The Jeff Bezos sugar daddy rule
Divorce and retirement have done strange things to Bezos.
Now he hangs out with bikini babes and tells them to call him daddy. Who am I to judge? The other day I listened to a 90s interview with him.
Before Jeff started his Amazon bookstore, he imagined himself at 80 years of age. Full of wrinkles. One foot away from the coffin. Thinking about life.
Then it hit him … at 80 he wanted to have the fewest regrets possible. This led him to discover that if he never started Amazon during the dot com boom, he’d always regret it later in life.
I love this framework because it destroys “what ifs.” It lets you make faster decisions based on what matters.
Too many people work jobs they hate and follow orders because they’re afraid to take a risk. And not taking that risk is what keeps them awake each night and daydreaming in meetings about why they feel something is missing.
What’s missing is risk. Take a risk or experience regrets later.
Remember: once you’re 80 you can’t go back in time and make new decisions that wipe away the regrets.
So use the time you have to say yes to the ideas you can’t stop thinking about.
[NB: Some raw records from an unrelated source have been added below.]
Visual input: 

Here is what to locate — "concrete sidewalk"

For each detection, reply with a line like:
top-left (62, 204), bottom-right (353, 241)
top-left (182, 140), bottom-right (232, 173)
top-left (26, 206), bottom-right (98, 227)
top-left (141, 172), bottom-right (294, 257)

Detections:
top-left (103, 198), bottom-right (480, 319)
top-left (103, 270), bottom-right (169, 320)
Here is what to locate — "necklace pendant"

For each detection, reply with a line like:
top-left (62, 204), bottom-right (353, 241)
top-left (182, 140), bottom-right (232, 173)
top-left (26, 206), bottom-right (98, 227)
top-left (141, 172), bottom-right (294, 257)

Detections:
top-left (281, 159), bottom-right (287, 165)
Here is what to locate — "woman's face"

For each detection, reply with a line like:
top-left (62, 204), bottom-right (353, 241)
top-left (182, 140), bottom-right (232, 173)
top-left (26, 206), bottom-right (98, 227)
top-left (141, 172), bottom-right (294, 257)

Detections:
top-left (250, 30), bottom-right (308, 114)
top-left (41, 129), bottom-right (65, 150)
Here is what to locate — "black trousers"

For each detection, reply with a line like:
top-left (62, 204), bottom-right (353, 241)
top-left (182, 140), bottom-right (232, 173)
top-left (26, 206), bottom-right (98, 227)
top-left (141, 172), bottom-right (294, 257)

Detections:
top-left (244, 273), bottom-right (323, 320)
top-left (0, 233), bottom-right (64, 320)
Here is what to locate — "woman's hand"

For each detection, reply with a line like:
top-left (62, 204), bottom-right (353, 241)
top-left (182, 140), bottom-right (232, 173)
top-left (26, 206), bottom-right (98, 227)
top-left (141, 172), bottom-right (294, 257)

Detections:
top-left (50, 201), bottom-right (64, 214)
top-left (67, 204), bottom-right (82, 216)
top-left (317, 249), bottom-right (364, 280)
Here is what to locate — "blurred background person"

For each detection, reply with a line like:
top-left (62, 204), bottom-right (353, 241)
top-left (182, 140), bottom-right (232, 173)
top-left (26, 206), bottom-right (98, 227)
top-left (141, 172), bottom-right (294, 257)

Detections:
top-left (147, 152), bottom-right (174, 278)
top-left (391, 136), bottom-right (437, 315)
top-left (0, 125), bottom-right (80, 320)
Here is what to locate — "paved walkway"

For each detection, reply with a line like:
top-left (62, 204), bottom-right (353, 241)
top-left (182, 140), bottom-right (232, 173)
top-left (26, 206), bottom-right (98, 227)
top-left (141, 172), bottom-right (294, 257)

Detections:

The worst-case scenario in any given situation isn’t as bad as your primate brain wants you to think it is.
It’s always better to try than to talk yourself out of it. Trying produces evidence and helps guide you in life.
More small bets, less regrets.
A surprising idea from me to finish
Consuming top ideas has helped me create my own ideas.
The best one I have (so I’m told) is the 1% better decisions every day framework. It goes like this…
Decisions create forks in the road in your life. If you want to get to a better place, then you have to make different decisions to get there.
Many of us make bad decisions out of habit. And we have hidden addictions we refuse to tell anyone about which drive those decisions.
To solve the problem don’t try to make radically different decisions. Make 1% better decisions every day.
Impulse control is one of the key foundations.
How can you follow your plan rather than let temptation and addiction take over and hijack your life? That’s a powerful question to ponder.